Persistency as a Service

Data modification performed on a GigaSpaces cluster can be received asynchronously using a central process. This process is called the Mirror Service.

This concept is mostly used in two scenarios:

  • As a persistence mechanism; click here to read more.
  • As an optimized over the WAN replication facility

The Mirror Service allows providing your own logic to deal with batches of modifications by implementing the BulkDataPersister interface. While a powerful capability, this does not allow configuring multiple implementations simultaneously.

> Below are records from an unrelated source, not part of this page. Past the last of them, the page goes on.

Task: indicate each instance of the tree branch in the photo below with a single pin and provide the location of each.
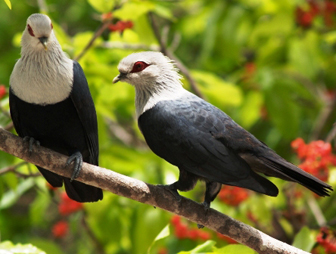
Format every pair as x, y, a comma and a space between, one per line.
146, 193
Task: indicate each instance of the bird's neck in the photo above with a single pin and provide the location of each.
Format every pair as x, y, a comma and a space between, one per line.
148, 95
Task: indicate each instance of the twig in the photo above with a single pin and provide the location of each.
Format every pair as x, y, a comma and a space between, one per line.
94, 37
184, 70
323, 117
99, 247
148, 194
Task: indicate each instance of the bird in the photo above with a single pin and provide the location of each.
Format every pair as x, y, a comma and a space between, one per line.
51, 105
200, 139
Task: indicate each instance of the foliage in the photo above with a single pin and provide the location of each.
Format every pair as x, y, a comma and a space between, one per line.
269, 64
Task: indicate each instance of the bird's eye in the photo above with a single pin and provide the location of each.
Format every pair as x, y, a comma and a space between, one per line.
139, 66
30, 30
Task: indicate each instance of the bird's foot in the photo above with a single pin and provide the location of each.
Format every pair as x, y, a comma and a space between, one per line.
78, 161
206, 206
171, 188
31, 141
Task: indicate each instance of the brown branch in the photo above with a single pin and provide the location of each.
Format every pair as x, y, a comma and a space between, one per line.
146, 193
94, 37
184, 70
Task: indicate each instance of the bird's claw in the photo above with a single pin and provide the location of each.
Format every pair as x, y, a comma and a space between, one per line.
206, 206
172, 190
78, 161
31, 142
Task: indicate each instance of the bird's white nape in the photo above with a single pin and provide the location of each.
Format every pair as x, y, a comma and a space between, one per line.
42, 75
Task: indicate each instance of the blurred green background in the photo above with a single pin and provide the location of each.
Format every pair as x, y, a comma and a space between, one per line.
269, 64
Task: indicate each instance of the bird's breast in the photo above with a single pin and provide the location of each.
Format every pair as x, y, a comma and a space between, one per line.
42, 83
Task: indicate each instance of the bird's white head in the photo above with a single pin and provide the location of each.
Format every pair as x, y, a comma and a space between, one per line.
38, 34
154, 77
148, 70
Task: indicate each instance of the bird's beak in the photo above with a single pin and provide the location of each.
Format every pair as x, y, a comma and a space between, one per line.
44, 41
120, 77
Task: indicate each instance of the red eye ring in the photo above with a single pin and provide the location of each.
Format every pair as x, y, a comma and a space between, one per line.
30, 30
139, 66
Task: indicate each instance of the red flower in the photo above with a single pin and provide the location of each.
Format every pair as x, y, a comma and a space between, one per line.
2, 91
163, 250
232, 195
60, 229
68, 206
181, 231
107, 16
316, 157
327, 239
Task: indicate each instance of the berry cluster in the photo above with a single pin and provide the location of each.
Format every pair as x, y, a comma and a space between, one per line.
182, 230
232, 195
315, 157
327, 240
325, 9
66, 206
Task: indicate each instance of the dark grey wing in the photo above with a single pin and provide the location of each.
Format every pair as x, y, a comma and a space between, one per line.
183, 132
14, 105
82, 100
14, 112
263, 159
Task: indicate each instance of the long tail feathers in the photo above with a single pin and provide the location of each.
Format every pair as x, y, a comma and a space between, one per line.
298, 175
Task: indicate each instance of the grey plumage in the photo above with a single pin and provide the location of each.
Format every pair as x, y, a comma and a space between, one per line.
201, 140
50, 102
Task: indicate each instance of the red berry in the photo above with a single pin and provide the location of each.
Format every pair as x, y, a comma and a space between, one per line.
60, 229
181, 231
2, 91
107, 16
175, 220
68, 206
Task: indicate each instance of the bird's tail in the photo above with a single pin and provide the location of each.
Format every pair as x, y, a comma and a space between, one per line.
295, 174
82, 192
256, 183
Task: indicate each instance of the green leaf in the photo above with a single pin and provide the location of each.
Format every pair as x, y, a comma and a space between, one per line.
305, 239
163, 234
205, 247
8, 4
133, 10
235, 248
102, 6
10, 197
19, 248
218, 92
250, 110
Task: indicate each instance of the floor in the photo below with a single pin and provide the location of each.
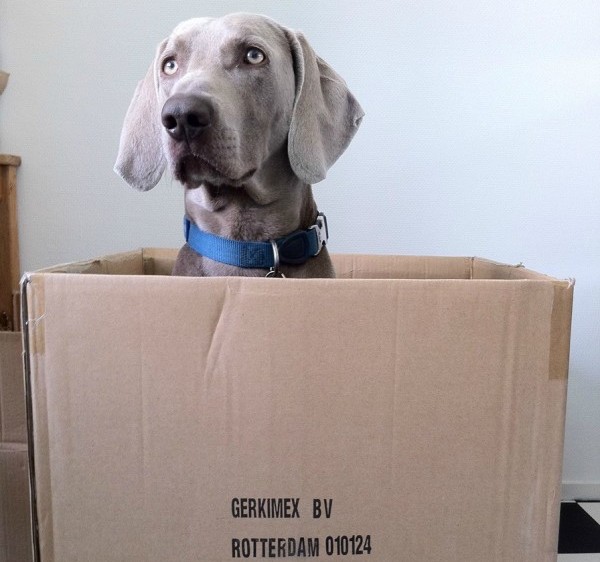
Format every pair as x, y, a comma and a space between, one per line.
579, 535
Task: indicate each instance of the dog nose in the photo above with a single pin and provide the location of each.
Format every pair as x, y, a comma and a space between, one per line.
186, 117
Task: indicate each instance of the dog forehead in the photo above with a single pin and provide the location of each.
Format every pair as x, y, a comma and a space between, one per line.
215, 31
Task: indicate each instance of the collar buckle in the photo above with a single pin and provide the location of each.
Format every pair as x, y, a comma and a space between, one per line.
321, 230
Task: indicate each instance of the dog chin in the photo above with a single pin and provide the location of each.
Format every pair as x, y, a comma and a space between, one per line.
192, 172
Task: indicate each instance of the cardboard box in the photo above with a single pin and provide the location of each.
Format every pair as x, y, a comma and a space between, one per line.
412, 409
15, 516
13, 422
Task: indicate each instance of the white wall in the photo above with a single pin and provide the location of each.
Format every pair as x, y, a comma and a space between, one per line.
482, 137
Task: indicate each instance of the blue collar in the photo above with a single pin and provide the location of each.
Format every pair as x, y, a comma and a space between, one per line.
294, 249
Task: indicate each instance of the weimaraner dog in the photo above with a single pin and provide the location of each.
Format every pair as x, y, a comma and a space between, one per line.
247, 117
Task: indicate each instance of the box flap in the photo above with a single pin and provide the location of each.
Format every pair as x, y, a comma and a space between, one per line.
13, 423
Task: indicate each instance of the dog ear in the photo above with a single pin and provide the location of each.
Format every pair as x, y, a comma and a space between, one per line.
141, 161
326, 115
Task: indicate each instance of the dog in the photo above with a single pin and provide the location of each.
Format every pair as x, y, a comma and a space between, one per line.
247, 117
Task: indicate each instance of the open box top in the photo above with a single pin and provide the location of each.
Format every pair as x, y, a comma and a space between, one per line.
412, 407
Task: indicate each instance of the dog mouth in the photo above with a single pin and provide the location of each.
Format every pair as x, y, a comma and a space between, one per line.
193, 170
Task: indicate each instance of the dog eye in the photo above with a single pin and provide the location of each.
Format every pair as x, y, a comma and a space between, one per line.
170, 67
254, 56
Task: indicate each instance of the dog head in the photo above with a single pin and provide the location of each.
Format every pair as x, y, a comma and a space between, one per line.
223, 96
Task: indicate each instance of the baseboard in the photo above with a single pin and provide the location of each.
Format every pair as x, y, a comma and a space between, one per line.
581, 491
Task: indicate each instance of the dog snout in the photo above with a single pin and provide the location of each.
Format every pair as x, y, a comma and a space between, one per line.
186, 117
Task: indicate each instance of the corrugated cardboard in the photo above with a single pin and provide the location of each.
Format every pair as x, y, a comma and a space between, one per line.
15, 517
410, 410
13, 423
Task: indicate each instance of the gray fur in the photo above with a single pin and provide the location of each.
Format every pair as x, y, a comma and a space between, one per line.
275, 129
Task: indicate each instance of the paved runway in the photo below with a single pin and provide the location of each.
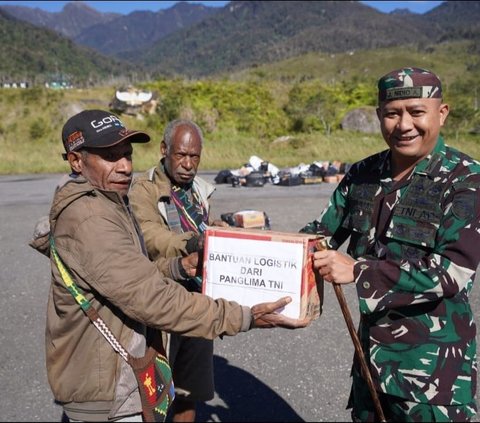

Simultaneous Configuration

A solution to workaround the challenge stated above is to implement a specific BulkDataPersister that broadcasts the data to concrete implementations, internally. Every method calls will then be forwarded to all persistency layers. Composite BulkDataPersister is a generic implementation of this pattern, allowing to simply configure multiple concrete BulkDataPersister used by a Mirror Service.

What do I mean by simply? All you need to do is to configure your regular BulkDataPersister implementations (using either regular property file or spring injection) and then configure the Mirror Service to use Composite BulkDataPersister.

Internally, a thread pool will be used to delegate the execution of all implementations in parallel.

Inconsistency Handling

The Composite BulkDataPersister approach could leads to inconsistency between the various BulkDataPersisters, in case one of the delegates fails.

To solve this, the following steps can be taken:

• A generic strategy can be used for handling partial failures.

• One of the default strategies will use another space to store all information related to a particular failure.

• Ultimately, if the strategy itself fails, an exception is propagated to the Mirror Service, which then triggers the redo-log mechanism (so one batch might be received several time by a delegate).

Implementation of this pattern with full documentation is available here.

Since inconsistencies pose a potential risk using this approach, I recommend keeping in mind all failure scenarios, including the most unlikely ones. If everything fails, data modifications can be received several times by persistency layers due to the Mirror Service redo-log granularity.

Nevertheless, this simple pattern allows leveraging the performance improvement provided by the Mirror Service in highly distributed and dispersed environments, while still ensuring full reliability. In fact, one of our clients with strong WAN performance requirements is already using it.

Further improvements to this pattern might include transaction usage and JMX management.

Do you consider those features important? Are the available entry points sufficient to your needs?